Our multivariate analysis showed that NTM-PD was significantly associated with positive anti-MAC antibodies, low BMI, absence of malignancy, and cavity lesions at the time of diagnosis. Although immunological status is affected by both obesity and low BMI, a clear relationship between obesity and NTM infection has not been reported. Several studies have reported that low BMI was closely related to NTM-PD.1519 It remains unknown if low BMI leads to mycobacterial infection or if weight loss is caused by the inflammation; however, both are possible. This study’s data suggest that careful attention at the initial visit should be paid to patients with low BMI suspected to have NTM-PD. Similarly, whether or not malignancy or NTM infection occurs first remains controversial, despite several investigations of this association.10,2024 In general, comorbidities, including HIV infection,25 smoking,26 diabetes mellitus,27 CKD,28 autoimmune diseases,29 and malignancy,10,2024 may lead to an NTM infection–related immunodeficiency. Conversely, antineoplastic effects induced by mycobacterial infection have also been noted.30 Cavity-forming lung lesions are caused by various disorders, including autoimmune disease, malignancy, and infectious disease.31 There are no specific imaging findings for NTM-PD, but the presence of cavity lesions is associated with worse prognosis,32,33 as in the case of tuberculosis. Although the progression of NTM-PD depends on individuals, treatment initiation should be decided when cavity lesions are observed. This study indicated that NTM-PD was not significantly associated with the presence of autoimmune disease or malignancy when combined with an anti-MAC antibody test. In addition, the anti-MAC antibody test results were negative for all tuberculous cases.
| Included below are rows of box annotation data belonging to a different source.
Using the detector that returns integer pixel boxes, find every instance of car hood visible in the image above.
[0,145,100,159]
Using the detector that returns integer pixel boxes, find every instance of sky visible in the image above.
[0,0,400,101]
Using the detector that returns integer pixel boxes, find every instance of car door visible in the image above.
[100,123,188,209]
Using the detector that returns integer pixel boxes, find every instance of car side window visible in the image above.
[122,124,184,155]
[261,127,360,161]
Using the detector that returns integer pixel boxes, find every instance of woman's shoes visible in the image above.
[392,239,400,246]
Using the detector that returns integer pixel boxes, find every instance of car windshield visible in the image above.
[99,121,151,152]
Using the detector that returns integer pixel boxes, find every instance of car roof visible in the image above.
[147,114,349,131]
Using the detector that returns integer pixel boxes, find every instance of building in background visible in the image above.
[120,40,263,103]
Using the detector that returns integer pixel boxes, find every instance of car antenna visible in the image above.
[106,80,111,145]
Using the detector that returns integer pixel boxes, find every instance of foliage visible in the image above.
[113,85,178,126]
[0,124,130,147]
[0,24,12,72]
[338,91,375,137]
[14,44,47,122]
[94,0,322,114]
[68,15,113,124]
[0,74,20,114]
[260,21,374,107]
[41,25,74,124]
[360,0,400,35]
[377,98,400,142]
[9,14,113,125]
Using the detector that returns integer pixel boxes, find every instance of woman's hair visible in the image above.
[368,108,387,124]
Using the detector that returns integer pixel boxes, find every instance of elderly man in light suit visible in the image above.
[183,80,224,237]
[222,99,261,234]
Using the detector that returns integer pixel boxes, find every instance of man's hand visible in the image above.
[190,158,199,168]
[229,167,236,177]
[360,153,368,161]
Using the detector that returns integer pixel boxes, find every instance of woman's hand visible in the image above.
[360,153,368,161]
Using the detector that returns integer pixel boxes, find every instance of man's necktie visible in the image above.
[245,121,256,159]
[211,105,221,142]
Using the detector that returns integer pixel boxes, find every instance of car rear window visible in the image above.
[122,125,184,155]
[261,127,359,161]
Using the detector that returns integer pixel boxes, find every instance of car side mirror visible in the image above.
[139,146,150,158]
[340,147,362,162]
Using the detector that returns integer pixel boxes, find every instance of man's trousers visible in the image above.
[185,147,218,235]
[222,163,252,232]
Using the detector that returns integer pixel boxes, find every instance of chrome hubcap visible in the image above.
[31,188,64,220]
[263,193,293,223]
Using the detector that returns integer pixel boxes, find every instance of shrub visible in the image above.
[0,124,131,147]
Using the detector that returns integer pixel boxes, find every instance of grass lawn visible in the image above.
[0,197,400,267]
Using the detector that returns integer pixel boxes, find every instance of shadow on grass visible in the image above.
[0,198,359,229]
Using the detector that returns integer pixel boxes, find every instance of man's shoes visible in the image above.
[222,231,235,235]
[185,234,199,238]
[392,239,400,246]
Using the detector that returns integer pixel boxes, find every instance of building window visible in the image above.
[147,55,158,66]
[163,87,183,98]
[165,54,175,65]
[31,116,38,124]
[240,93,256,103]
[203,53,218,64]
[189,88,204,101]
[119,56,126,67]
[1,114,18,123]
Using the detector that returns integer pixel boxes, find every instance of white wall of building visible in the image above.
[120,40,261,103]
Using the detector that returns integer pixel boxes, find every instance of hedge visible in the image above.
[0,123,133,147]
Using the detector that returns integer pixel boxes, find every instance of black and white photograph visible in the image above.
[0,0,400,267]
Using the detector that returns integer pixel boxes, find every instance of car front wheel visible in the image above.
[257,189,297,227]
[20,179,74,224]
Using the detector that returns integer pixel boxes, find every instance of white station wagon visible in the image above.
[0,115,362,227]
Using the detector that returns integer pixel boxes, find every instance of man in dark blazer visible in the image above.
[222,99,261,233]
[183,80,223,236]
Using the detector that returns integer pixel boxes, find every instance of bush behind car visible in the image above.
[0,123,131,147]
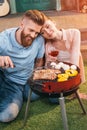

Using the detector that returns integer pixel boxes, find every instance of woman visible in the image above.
[41,18,85,103]
[41,19,85,83]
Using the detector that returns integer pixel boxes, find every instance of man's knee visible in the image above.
[0,103,19,122]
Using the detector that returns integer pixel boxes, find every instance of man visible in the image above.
[0,10,44,122]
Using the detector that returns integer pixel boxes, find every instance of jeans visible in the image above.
[0,71,39,122]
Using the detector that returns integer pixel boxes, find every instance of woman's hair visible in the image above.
[23,10,47,25]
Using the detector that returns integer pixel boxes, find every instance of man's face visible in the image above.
[21,19,41,47]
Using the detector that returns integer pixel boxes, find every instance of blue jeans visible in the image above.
[0,71,39,122]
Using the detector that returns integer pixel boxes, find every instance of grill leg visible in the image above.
[23,88,32,126]
[59,94,68,130]
[75,91,87,114]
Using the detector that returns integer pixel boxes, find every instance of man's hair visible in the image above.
[23,10,46,25]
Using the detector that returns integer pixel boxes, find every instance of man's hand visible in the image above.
[0,56,14,68]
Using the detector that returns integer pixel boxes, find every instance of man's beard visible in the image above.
[21,31,34,47]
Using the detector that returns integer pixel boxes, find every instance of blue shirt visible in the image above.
[0,28,45,85]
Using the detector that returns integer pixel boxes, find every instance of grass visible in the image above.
[0,61,87,130]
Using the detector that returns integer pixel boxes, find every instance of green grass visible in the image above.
[0,61,87,130]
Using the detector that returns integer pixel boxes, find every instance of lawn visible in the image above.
[0,61,87,130]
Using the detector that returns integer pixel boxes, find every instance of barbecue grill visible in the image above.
[24,62,86,130]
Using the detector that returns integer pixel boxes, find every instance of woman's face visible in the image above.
[41,20,58,39]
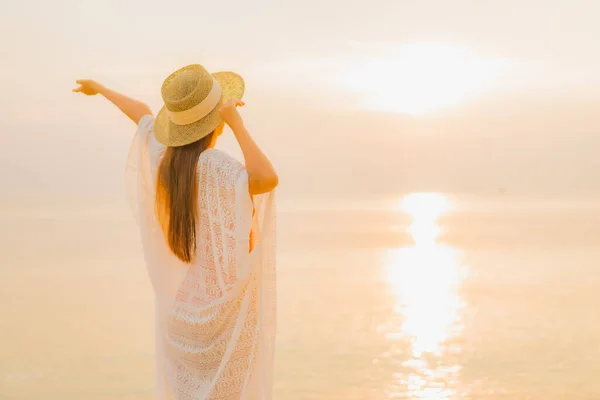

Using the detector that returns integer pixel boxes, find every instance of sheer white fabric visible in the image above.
[127,116,276,400]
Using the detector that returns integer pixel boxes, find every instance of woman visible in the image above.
[74,65,278,400]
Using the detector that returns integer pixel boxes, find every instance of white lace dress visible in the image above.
[127,116,275,400]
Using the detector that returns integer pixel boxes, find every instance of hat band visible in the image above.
[165,78,222,125]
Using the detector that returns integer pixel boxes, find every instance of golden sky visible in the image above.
[0,0,600,206]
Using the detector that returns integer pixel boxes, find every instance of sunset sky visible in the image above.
[0,0,600,206]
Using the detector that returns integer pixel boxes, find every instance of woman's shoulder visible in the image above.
[198,148,245,174]
[200,148,244,167]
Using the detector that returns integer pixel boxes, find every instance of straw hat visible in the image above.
[154,64,245,147]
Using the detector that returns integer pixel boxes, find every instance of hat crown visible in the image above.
[161,64,214,112]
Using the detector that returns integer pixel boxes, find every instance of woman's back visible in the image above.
[128,117,275,399]
[74,64,278,400]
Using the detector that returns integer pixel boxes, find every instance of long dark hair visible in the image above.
[156,132,214,264]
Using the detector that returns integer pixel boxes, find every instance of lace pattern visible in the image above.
[127,116,276,400]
Hence, a combination of cavity lesions and a positive anti-MAC antibody test result can be useful for diagnosing potential NTM-PD. Bronchoscopic examinations should be performed, especially in patients with positive anti-MAC antibodies, low BMI, absence of malignancy, and presence of cavity-forming lung lesions when sputum samples cannot be obtained as the ATS/IDSA guideline states that a single positive culture from a specimen obtained by bronchoscopy can be used as an alternative diagnostic method.5 Progression has been reported in NTM-PD cases diagnosed by bronchoscopic methods and in those diagnosed by sputum samples.34

The positive rate of anti-MAC antibodies was 79.4% (135 of 170) in MAC, which was consistent with the finding in a previous study.6 Positive conversion has also been reported in cases of RGM infection.6,35 In this study, positive conversions were detected in a patient with M. abscessus complex and M. gordonae infections, but not in M. chelonae and M. fortuitum infections. M. abscessus complex is a major pathogen of RGM in East Asia, including Japan,4 whereas M. gordonae is not classified as an RGM. GPLs are components of the bacterial cell wall in RGM, but their composition differs from that of MAC.36 Therefore, the positive rates for anti-MAC antibodies can be lower in RGM than in MAC. Similarly, positive conversions may be observed in cases of M. chelonae and M. fortuitum infections because of the RGM classification. Although M. gordonae is a slow-growing mycobacteria in common with MAC, it has no GPLs in the cell walls.37 In case No. 151, sputum samples were cultured repeatedly; however, only M. gordonae, but not MAC, was isolated. Moreover, the value of anti-MAC antibody was close to the cutoff value. These data suggest a false-positive antibody test result or a superinfection harboring minimal MAC counts in this case. Recently, it has been reported that a single positive sputum culture test and a positive anti-MAC antibody test can be used to definitively diagnose NTM-PD.35 However, the probability of duplication of other mycobacterial infections, in addition to MAC infection, should not be ignored because multiple infections were observed in 4.3% (8/184) of the definitive cases in this study. In summary, a positive anti-MAC antibody test is not necessarily indicative of MAC infections and may indicate infectious disorders caused by other NTMs in some cases.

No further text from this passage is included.